# Putting a pleco in my pond



## chevyrs1969 (Sep 8, 2010)

I have a pleco that had taken a liking to the plants in my 55 gal and it is starting to get very annoying, and slightly expensive. I was wondering how he would do if I put him outside in my pond. I've heard of people keeping plecos in ponds but I don't know how he would handle the cold of winter. 

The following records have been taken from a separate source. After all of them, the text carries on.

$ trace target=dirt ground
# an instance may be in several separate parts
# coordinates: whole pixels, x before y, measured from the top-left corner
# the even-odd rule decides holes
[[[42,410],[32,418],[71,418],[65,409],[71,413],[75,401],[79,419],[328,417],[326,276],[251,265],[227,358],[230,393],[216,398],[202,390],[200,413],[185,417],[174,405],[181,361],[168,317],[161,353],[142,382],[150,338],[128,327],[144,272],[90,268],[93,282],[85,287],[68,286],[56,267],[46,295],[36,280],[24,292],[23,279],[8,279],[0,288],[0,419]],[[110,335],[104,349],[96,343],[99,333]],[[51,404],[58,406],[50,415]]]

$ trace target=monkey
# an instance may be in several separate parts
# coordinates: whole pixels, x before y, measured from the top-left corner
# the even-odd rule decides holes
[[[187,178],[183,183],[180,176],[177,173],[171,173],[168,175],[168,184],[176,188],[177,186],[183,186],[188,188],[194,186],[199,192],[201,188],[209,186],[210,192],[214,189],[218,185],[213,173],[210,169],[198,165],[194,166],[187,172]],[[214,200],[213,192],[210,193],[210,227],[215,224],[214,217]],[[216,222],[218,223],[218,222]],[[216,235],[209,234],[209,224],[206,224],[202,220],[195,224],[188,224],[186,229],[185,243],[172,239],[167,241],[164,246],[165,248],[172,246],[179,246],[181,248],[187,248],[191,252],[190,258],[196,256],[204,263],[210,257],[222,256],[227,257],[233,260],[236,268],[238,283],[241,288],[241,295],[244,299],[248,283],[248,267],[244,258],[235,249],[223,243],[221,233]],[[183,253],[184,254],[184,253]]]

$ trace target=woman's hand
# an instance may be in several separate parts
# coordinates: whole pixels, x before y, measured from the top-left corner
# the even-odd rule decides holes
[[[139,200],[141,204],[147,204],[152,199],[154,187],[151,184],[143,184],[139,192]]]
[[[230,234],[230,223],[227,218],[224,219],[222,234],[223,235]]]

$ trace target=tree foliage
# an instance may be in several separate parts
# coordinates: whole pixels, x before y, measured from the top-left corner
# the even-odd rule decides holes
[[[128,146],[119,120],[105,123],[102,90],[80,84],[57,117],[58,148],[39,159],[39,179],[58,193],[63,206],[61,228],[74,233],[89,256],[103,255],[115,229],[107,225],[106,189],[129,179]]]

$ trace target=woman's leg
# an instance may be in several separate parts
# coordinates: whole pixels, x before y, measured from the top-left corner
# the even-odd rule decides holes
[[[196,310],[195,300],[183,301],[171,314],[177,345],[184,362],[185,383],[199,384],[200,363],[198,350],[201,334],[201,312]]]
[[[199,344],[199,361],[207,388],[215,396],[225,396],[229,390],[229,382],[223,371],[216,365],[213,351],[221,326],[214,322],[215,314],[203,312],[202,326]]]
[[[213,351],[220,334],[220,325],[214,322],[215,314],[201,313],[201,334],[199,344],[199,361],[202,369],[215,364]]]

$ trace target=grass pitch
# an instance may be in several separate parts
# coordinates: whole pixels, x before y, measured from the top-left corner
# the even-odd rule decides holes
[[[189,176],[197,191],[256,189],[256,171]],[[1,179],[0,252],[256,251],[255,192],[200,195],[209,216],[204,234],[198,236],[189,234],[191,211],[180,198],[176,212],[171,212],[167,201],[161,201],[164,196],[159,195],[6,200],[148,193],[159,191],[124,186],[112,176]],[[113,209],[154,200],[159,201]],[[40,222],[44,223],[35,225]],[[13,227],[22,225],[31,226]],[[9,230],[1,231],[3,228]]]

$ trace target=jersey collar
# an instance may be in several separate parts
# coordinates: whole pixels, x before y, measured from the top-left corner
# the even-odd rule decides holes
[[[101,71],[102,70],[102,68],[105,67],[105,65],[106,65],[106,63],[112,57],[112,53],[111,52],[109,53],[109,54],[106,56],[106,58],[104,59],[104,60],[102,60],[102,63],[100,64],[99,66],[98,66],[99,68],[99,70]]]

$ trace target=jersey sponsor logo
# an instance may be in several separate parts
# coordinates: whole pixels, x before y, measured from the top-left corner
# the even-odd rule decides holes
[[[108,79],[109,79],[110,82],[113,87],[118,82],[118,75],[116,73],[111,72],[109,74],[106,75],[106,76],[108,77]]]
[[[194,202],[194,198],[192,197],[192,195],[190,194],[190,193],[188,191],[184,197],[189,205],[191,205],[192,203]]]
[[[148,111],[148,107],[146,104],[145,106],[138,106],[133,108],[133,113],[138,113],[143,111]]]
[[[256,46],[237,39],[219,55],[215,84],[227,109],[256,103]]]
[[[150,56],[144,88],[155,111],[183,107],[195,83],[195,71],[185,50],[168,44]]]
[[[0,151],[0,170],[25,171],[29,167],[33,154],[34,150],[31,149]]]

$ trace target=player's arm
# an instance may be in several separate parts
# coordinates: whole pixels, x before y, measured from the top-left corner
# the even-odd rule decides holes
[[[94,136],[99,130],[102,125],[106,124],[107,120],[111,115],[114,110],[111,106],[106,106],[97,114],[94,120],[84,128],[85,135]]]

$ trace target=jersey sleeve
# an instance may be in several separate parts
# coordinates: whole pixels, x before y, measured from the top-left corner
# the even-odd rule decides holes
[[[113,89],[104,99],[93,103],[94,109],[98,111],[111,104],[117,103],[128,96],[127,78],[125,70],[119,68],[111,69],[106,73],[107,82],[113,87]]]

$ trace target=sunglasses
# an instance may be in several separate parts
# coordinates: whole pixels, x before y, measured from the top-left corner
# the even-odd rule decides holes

Also, does anyone know of a good local aquarium store in the DFW area?


----------



## TheOldSalt (Jan 28, 2005)

Dallas / Ft Worth? 
You guys have real winter there, and a pleco in a pond won't last long.
SOUTH Texas has some plecos in ponds, but DFW can't support them.


----------



## Bettawhisperer (Oct 1, 2010)

I live just outside of Dallas Tx and have a 13" pleco that goes in my Koi pond every summer. They grow like weeds in the pond because of the amount of algae in there for them to eat. Mine is only three years old and already 13". I do bring him in the house over the winter. But they do fine in the pond during the summer.


----------



## chevyrs1969 (Sep 8, 2010)

How would it do in my cichlid tank? They are still pretty small, the largest is about 4". He is killing all of the plants in my tank and it is getting very annoying.


----------



## Bettawhisperer (Oct 1, 2010)

That could work if the tank is big enough.


----------



## Revolution1221 (Apr 20, 2010)

we keep our pleco outside in the summer but when the temp starts dropping they come in. my mom has had 2 for 9 years now with no problems.


----------



## SGT Z (Jul 7, 2010)

Think of it this way... if plecos could survive DFW winters they'd probably be native. They're not because they're tropical fish. If you can afford it, get yourself a 55 or 75 gallon for winters and put him outside the rest of the time.


----------



## Revolution1221 (Apr 20, 2010)

if u dont need to keep him in a tank to look at in the winter u can take a far less expensive route and just get a holding bin or something.


----------